Diets A and B refer to the same 100 subjects. For example, they may represent the body fat percentage of 100 pigs when being fed with diet A and diet B. The body fat distribution for Diet A is the same in response and response2; so is the body fat distribution for Diet B.

In response, data points from groups A and B are not associated according to any pattern (Fig.1: a;c): body fat percentage is overall higher for Diet B, but each subject responds differently to the change in diet. In response2, body fat percentage is higher for Diet B than in is for Diet A for all subjects (Fig.1: b;d). The scenario described by response2 represents a more uniform response to the change in diet: in other words, the response to the change in diet has less intra-individual variability.

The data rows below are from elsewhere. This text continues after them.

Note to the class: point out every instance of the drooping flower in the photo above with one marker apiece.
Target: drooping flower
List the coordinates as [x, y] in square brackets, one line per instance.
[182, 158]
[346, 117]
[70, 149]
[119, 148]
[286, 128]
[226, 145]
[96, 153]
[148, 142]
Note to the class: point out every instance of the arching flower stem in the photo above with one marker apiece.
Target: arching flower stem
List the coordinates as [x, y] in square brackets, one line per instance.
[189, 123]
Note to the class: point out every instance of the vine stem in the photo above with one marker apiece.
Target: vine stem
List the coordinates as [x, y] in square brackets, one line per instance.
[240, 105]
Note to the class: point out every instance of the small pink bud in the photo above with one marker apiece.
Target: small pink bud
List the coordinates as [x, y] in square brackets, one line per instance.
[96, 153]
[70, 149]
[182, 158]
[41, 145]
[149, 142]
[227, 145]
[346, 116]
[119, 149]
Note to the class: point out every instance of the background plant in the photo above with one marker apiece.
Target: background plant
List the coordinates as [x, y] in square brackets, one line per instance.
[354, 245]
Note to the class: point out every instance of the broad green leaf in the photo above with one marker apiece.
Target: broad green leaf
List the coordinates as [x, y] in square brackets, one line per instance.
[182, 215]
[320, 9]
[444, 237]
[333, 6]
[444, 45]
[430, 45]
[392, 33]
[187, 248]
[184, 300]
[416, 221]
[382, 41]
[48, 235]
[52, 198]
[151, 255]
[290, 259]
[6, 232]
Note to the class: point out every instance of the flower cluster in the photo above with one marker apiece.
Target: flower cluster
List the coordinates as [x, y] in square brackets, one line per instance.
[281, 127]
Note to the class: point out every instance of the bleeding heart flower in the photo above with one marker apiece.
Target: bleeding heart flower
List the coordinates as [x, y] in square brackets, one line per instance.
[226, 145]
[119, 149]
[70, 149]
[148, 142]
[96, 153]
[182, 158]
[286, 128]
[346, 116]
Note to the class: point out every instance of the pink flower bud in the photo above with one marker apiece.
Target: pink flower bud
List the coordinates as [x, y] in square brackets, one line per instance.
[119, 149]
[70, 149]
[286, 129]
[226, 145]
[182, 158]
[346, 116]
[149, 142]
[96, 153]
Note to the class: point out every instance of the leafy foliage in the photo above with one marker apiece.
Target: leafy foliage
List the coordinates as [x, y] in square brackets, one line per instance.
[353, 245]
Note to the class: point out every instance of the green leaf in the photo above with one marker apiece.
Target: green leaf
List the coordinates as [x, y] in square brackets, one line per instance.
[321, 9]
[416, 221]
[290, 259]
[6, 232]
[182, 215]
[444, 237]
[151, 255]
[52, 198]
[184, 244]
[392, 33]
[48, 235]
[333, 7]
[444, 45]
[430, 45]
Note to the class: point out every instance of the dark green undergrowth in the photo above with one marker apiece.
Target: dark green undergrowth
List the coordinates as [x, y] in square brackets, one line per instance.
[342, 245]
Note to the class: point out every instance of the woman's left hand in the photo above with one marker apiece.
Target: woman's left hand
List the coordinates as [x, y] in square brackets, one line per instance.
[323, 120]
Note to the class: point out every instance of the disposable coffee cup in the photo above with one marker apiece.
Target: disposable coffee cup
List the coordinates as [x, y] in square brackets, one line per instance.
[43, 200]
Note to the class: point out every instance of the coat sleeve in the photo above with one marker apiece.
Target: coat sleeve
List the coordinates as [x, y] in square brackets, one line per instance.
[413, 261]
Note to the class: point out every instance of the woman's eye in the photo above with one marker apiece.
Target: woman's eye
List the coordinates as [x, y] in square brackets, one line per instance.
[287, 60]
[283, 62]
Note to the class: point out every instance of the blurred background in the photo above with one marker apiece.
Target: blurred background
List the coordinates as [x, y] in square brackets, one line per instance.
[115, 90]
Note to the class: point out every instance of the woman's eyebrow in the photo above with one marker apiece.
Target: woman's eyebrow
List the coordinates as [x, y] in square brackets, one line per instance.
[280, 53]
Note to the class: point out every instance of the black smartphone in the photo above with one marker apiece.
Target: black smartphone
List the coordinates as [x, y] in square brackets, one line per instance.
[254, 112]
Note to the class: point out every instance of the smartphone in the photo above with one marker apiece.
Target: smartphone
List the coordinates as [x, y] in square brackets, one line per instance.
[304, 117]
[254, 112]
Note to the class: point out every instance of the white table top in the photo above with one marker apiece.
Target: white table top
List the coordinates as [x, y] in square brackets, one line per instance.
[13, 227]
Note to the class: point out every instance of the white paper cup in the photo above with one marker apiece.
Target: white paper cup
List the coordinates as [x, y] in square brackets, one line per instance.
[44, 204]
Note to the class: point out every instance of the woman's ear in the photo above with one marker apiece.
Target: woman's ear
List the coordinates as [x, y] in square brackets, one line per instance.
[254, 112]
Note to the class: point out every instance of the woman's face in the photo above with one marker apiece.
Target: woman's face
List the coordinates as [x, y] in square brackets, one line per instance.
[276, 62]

If we test for differences between response and response2 in the two groups without accounting for subject identity, the t-tests give exactly the same results:

t.test(dd$response[which(dd$group=="A")],
		dd$response[which(dd$group=="B")],
		paired=F, var.equal=T
		)

	# Two Sample t-test

# data:  dd$response[which(dd$group == "A")] and dd$response[which(dd$group == "B")]
# t = -22.9, df = 198, p-value <2e-16
# alternative hypothesis: true difference in means is not equal to 0
# 95 percent confidence interval:
 # -32.549 -27.388
# sample estimates:
# mean of x mean of y 

t.test(dd$response2[which(dd$group=="A")],
		dd$response2[which(dd$group=="B")],
		paired=F, var.equal=T
		)

	# Two Sample t-test

# data:  dd$response2[which(dd$group == "A")] and dd$response2[which(dd$group == "B")]
# t = -22.9, df = 198, p-value <2e-16
# alternative hypothesis: true difference in means is not equal to 0
# 95 percent confidence interval:
 # -32.549 -27.388
# sample estimates:
# mean of x mean of y 
   # 30.403    60.371 

By running paired t-tests we account for the non-independence of the observations under Diet A and Diet B. This allows to reduce the amount of unexplained variability, thus increasing the signal-to-noise ratio:

t.test(dd$response[which(dd$group=="A")],
		dd$response[which(dd$group=="B")],
		paired=T, var.equal=T
		)
	# Paired t-test

# data:  dd$response[which(dd$group == "A")] and dd$response[which(dd$group == "B")]
# t = -22.5, df = 99, p-value <2e-16
# alternative hypothesis: true difference in means is not equal to 0
# 95 percent confidence interval:
 # -32.607 -27.331
# sample estimates:
# mean of the differences 
                # -29.969 

t.test(dd$response2[which(dd$group=="A")],
		dd$response2[which(dd$group=="B")],
		paired=T, var.equal=T
		)
	# Paired t-test

# data:  dd$response2[which(dd$group == "A")] and dd$response2[which(dd$group == "B")]
# t = -177, df = 99, p-value <2e-16
# alternative hypothesis: true difference in means is not equal to 0
# 95 percent confidence interval:
 # -30.305 -29.632
# sample estimates:
# mean of the differences 
                # -29.969 

The t-value measures the size of the difference between two groups relative to the variability in the data. The closer the value of t is to zero, the more likely it is that the two groups are not significantly different. Note how the module of the t-value is higher in the latter case.